The rational is given short change in this novel. It pulls Martin from the truth and is the agent of his self-deception, it suffers ridicule and critique from Felix and Lucy and ultimately we see Martin renounce it himself, giving up on a lifetime of belief, in the hope that this will somehow gain him his Lucy back.
It’s a pessimistic conclusion to a very pessimistic book. As I see it – there was no way for Martin to win. On the one hand, the irrational is presented as a kind of ultimate guide to truth (the means by which he was to discern Lucy’s betrayal (think of the magical lizard on his shoulder)); on the other hand it is the thing for which Lucy seems to openly resent him (insofar as she accuses him of being an emotional child, and resents him for not presenting a non-selfish rational composure in the face of her betrayal), and is what drives Martin to his final, devastating crime.
It’s a romantic conclusion, and I have seen it’s like so many times that it has become too trite for me to appreciate it. I thought for a while, given the enormous subtlty in analysis, that Goldsworthy would aim for something beyond this – that for once an author would go beyond the dialectic which argues for and against the ultimate irreducibility of the human soul – but he doesn’t. And I fear, once I delve deeper into Australian contemporary literature, that there will be more of this to come.
I have never been inclined to wallow in the depths of romantic despair as the ending of this book does. As skillful as it is – I refuse (perhaps stubbornly) to accept it. Lucy, as I see, is not an inexplicable mystery, a victim of the world as the romantic would see it (this is certainly how she sees herself, and how Martin sees her as well); she’s someone that deserves to be discarded as far as I am concerned.
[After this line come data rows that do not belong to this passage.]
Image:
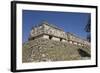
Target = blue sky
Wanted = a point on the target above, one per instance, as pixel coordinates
(68, 21)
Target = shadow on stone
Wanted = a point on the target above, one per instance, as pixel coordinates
(83, 53)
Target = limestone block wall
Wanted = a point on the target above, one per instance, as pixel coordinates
(54, 32)
(36, 31)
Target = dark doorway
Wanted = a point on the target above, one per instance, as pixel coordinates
(83, 53)
(50, 37)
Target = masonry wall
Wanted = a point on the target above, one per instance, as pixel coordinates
(54, 32)
(46, 31)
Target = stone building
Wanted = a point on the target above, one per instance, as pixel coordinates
(50, 43)
(49, 31)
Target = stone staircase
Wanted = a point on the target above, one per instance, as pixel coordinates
(48, 50)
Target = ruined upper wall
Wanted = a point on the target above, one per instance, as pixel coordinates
(49, 30)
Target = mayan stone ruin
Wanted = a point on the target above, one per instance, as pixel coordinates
(50, 43)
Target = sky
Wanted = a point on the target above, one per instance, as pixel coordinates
(68, 21)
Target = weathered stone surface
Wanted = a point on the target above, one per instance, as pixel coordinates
(48, 50)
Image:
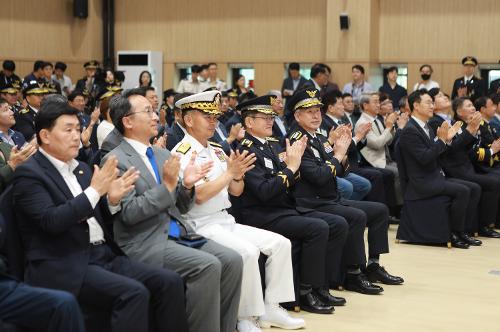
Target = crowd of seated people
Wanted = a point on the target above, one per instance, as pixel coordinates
(219, 208)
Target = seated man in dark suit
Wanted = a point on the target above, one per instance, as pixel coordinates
(67, 243)
(33, 307)
(317, 189)
(457, 163)
(420, 151)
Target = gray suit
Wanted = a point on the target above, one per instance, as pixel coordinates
(212, 274)
(111, 141)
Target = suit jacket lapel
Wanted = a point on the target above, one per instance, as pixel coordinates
(422, 132)
(137, 162)
(54, 174)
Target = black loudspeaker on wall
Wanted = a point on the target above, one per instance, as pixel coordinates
(344, 22)
(80, 8)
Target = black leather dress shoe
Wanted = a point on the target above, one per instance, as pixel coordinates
(457, 242)
(488, 232)
(327, 298)
(360, 284)
(470, 240)
(393, 220)
(311, 303)
(377, 273)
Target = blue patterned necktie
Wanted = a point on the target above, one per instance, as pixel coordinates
(173, 230)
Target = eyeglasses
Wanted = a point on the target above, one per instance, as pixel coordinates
(265, 118)
(149, 111)
(5, 107)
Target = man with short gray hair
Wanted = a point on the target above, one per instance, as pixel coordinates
(149, 226)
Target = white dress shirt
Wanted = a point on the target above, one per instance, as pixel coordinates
(213, 211)
(66, 170)
(103, 130)
(141, 148)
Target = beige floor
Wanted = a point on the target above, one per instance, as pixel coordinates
(444, 290)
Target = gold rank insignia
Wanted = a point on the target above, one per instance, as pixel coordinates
(311, 93)
(284, 178)
(220, 154)
(296, 135)
(183, 148)
(328, 147)
(214, 144)
(481, 154)
(332, 168)
(246, 142)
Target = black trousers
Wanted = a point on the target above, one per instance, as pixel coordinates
(358, 215)
(39, 309)
(490, 195)
(376, 178)
(320, 237)
(390, 191)
(471, 215)
(129, 288)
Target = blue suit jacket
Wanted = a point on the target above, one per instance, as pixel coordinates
(53, 224)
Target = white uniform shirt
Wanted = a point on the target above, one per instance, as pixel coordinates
(66, 170)
(213, 211)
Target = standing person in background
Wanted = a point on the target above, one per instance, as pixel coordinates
(426, 82)
(240, 84)
(145, 79)
(293, 82)
(213, 81)
(63, 80)
(192, 84)
(358, 86)
(469, 85)
(7, 75)
(392, 88)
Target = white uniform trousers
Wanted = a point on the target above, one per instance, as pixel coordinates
(249, 242)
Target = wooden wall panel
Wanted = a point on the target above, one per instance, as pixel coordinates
(223, 31)
(47, 30)
(442, 31)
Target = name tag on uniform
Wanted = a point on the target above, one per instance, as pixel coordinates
(316, 153)
(328, 147)
(220, 154)
(268, 163)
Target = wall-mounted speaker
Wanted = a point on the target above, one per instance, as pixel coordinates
(80, 8)
(344, 22)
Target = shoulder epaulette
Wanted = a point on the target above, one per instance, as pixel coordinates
(246, 142)
(183, 148)
(214, 144)
(296, 135)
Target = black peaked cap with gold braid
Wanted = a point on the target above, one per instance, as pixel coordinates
(263, 104)
(206, 102)
(304, 98)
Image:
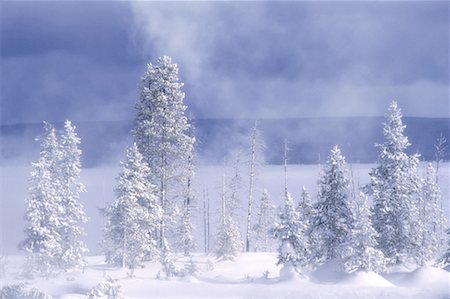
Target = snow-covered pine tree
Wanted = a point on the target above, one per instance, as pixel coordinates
(360, 251)
(333, 219)
(132, 221)
(256, 159)
(264, 222)
(43, 241)
(228, 239)
(306, 212)
(395, 189)
(162, 133)
(293, 249)
(431, 219)
(305, 209)
(440, 150)
(445, 259)
(233, 188)
(73, 216)
(187, 226)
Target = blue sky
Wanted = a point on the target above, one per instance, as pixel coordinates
(83, 60)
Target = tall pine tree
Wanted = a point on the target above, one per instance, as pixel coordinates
(53, 211)
(73, 214)
(162, 134)
(395, 187)
(131, 230)
(333, 219)
(43, 242)
(431, 220)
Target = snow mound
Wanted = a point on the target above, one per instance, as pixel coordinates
(370, 279)
(429, 277)
(330, 272)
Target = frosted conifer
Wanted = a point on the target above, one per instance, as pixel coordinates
(395, 189)
(334, 219)
(360, 251)
(73, 216)
(264, 222)
(431, 219)
(162, 133)
(228, 239)
(293, 250)
(130, 233)
(43, 241)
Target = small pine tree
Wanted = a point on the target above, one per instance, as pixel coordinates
(264, 222)
(445, 259)
(228, 240)
(43, 241)
(334, 219)
(431, 219)
(293, 250)
(130, 233)
(360, 251)
(185, 242)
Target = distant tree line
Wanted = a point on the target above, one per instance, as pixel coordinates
(151, 216)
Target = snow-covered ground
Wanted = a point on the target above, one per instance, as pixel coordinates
(242, 278)
(100, 183)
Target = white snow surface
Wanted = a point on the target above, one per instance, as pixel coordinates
(242, 278)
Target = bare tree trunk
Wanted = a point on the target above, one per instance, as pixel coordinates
(207, 223)
(124, 247)
(285, 167)
(250, 191)
(204, 220)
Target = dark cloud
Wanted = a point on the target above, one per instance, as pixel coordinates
(68, 60)
(83, 60)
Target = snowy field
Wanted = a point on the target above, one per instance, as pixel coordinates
(243, 278)
(100, 183)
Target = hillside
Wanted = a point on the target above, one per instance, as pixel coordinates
(309, 139)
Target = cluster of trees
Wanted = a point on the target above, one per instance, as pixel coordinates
(151, 215)
(404, 225)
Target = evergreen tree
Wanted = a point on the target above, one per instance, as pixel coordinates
(256, 158)
(130, 233)
(73, 215)
(162, 133)
(305, 209)
(293, 250)
(228, 240)
(360, 251)
(445, 259)
(394, 187)
(431, 219)
(334, 219)
(43, 241)
(264, 222)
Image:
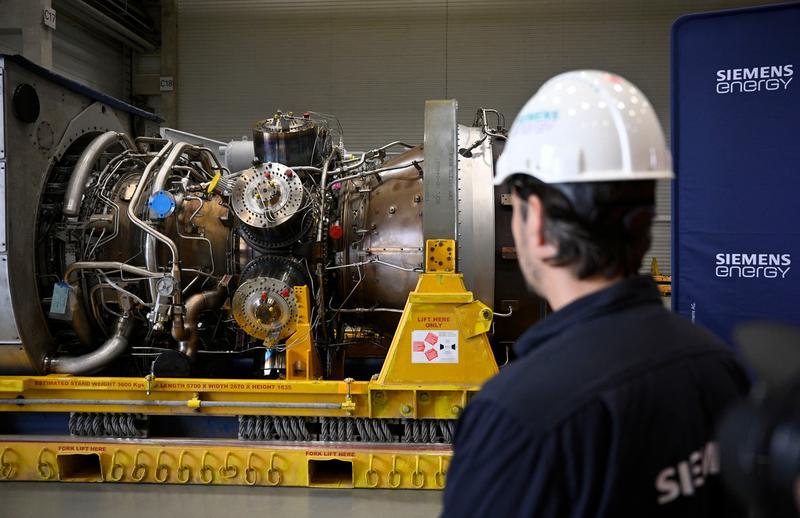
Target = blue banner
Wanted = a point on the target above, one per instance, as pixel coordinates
(736, 151)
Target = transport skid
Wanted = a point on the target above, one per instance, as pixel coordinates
(405, 391)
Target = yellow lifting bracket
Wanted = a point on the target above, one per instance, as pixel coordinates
(442, 333)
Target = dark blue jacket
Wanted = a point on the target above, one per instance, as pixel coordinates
(609, 411)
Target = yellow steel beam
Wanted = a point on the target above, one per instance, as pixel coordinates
(224, 462)
(187, 396)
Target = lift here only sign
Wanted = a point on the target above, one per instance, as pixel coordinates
(434, 346)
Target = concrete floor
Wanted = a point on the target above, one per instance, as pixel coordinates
(64, 500)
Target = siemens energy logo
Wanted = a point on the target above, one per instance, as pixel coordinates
(754, 79)
(753, 266)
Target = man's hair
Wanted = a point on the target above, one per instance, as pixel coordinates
(599, 228)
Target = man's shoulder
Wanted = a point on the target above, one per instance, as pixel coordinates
(553, 382)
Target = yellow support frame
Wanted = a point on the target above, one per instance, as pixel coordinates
(224, 463)
(409, 386)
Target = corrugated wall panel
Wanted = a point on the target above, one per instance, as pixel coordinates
(89, 58)
(373, 63)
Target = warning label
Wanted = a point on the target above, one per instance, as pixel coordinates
(434, 347)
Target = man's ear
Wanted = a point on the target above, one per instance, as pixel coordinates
(542, 248)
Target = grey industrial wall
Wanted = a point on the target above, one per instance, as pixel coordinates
(374, 62)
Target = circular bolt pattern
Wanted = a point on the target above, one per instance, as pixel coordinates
(261, 311)
(267, 196)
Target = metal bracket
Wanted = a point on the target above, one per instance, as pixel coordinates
(439, 181)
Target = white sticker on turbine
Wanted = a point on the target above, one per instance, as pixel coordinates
(434, 347)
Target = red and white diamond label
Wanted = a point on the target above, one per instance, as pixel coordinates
(434, 347)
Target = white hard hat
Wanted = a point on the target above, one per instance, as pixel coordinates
(586, 126)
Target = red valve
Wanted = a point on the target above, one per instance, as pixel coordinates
(335, 231)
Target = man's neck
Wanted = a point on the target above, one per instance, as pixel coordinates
(563, 287)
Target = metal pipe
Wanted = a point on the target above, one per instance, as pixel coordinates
(108, 265)
(80, 320)
(82, 170)
(322, 185)
(171, 403)
(413, 163)
(211, 299)
(150, 255)
(97, 359)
To make the comparison again (see my review of ‘The Bride Stripped Bare) with Madame Bovary – if this story is to be retold in its various forms in a modern context, then it must make some sort of a case (note I am not saying rational here) for the romantic rebellion. What real aspect of life does any rational account leave out? And does the narrative make this apparent? Or are the narrative choices ultimately so farfetched that we are happy to be left as disbelievers? In the end I make the judgment that this novel falls into the farfetched category – Flaubert’s does not.
The psychological analysis had me, and for a while I believed my mind was going to be laid waste by this novel. The further into the desert it goes, however, the more farfetched it becomes and the less I cared.
Mind you, I am sincere when I say he is good with his craft – and it is well worth the read for this reason. And if you’re a romantic (in that pessimistic sense of romanticism, not the pop culture feel good version) at heart, you’ll enjoy it.